Me alegré de que a mi amiga le hubiera gustado. Estaba relajada y
hambrienta. Yo solo hambriento. La noche de nuestra llegada habíamos
visto en los puestos callejeros un pescado asado y teníamos ganas de
probarlo. Eran nuestras últimas horas en Luang Prabang y por lo
tanto nuestra última oportunidad para hacerlo. Nos encaminamos hacia
el Mercado Nocturno.
Cuando
llegamos al mercado acababa de desembarcar un autobús plagado de
turistas. Una horda de farangs había ocupado la mayoría de los
puestos callejeros de comida. No teníamos prisa. Podíamos habernos
ido a otra parte y volver más tarde, pero cometimos el error de
quedarnos.

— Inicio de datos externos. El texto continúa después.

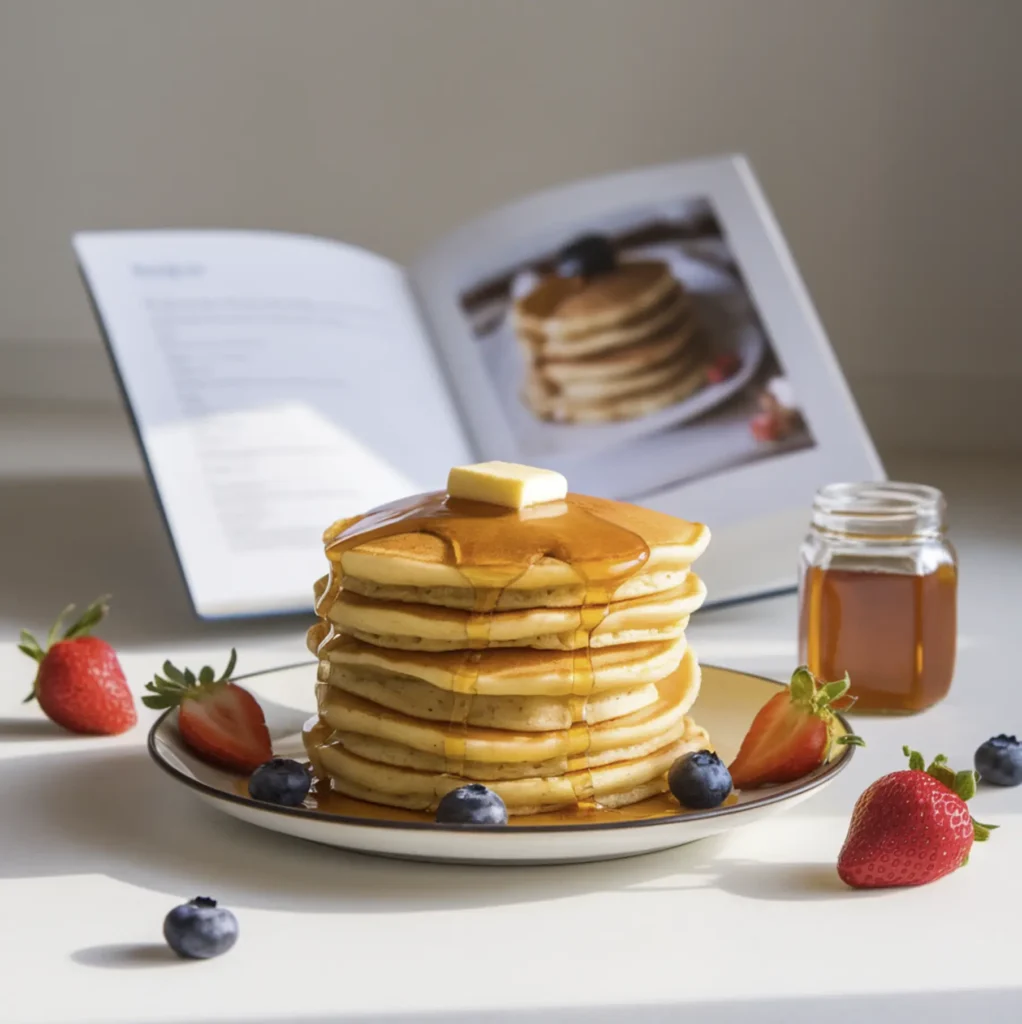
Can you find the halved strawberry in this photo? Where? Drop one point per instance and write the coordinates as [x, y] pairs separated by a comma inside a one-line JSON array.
[[792, 733], [218, 719]]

Avanzábamos con dificultad por una callejuela
perpendicular a Sisavangvong Road cuando perdí a Pilar. Me había
quedado algo rezagado. La masa homogénea de pálida carne caucásica
que se me había plantado delante me impedía verla. Caminé
esquivando a todo tipo de gente. Un grupo de cincuentones germánicos
se detuvo a hablar como si estuvieran a la puerta de misa y no me
dejaba pasar; un joven con rastas me echó el humo de su tabaco en la
cara; una adolescente americana me pisó. Estaba ya harto y creía
que la cosa no podía empeorar cuando me topé de frente con un
matrimonio joven, ambos rubios, que llevaban dos niños en brazos y
otro en una silleta.
Después
de meter codo a diestro y siniestro conseguí llegar a donde estaba
Pilar. Se había plantado delante de un puesto en el que había un
cartel que decía que cada plato costaba 15.000 kips y podías
llenarlo con la comida que quisieras. Era una especie de bufé libre.

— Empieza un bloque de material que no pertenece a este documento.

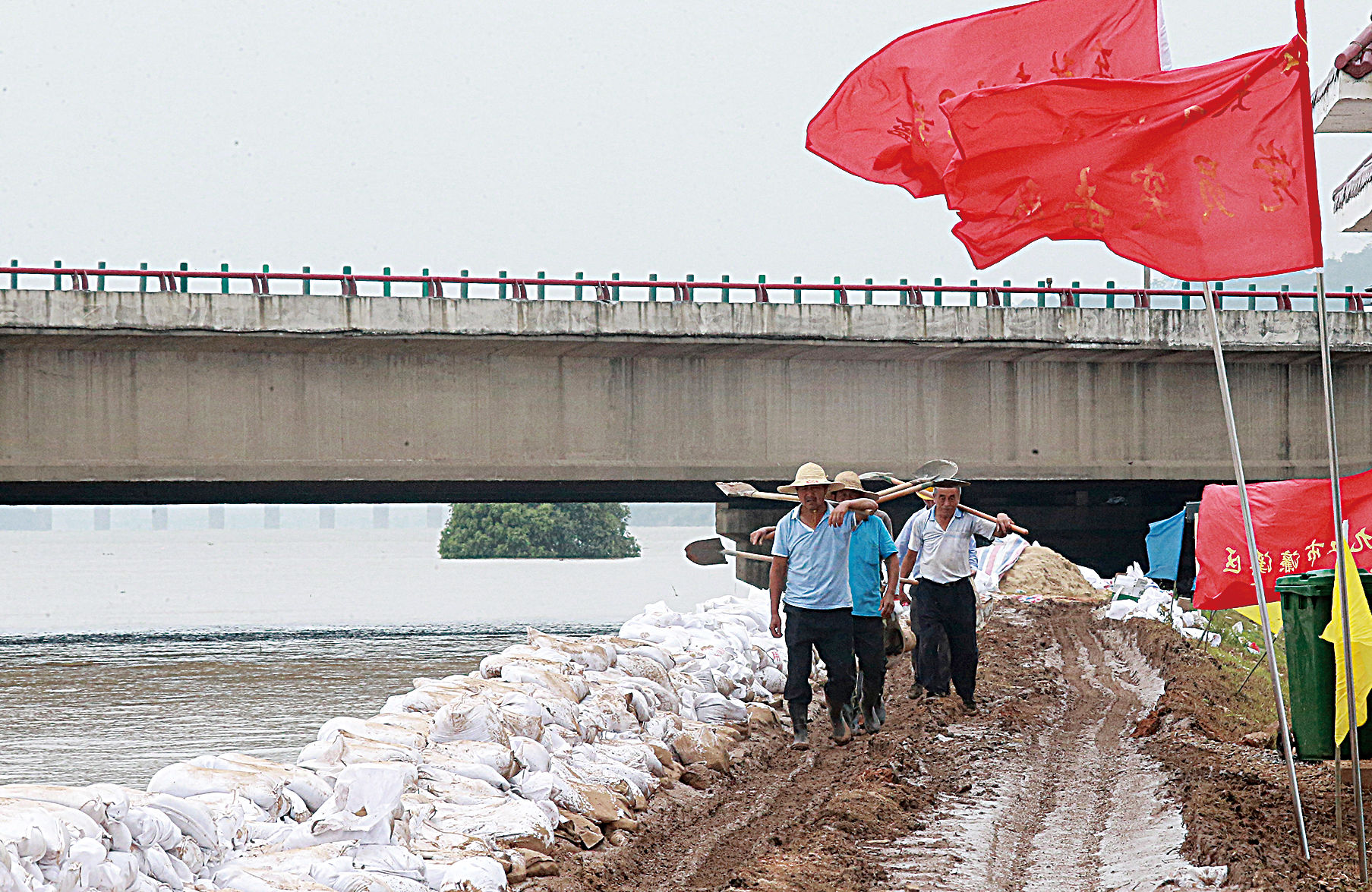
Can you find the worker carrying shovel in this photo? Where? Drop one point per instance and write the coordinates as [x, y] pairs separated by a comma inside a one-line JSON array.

Acordé con Pilar que ella cogería pasta y otras cosas a modo de
primer plato y que yo me haría con el pez a la brasa. En el puesto
había dos vendedores. Una mujer controlaba una esquina y un hombre
la otra. El pescado estaba en la zona del hombre. Fui hacia allí y
cogí un plato. Cuando el vendedor vio que iba a colocar un pez en él
me detuvo. Cogió una especie de bandeja y puso el pescado en ella.
Me pidió que esperara unos minutos que lo iba a calentar.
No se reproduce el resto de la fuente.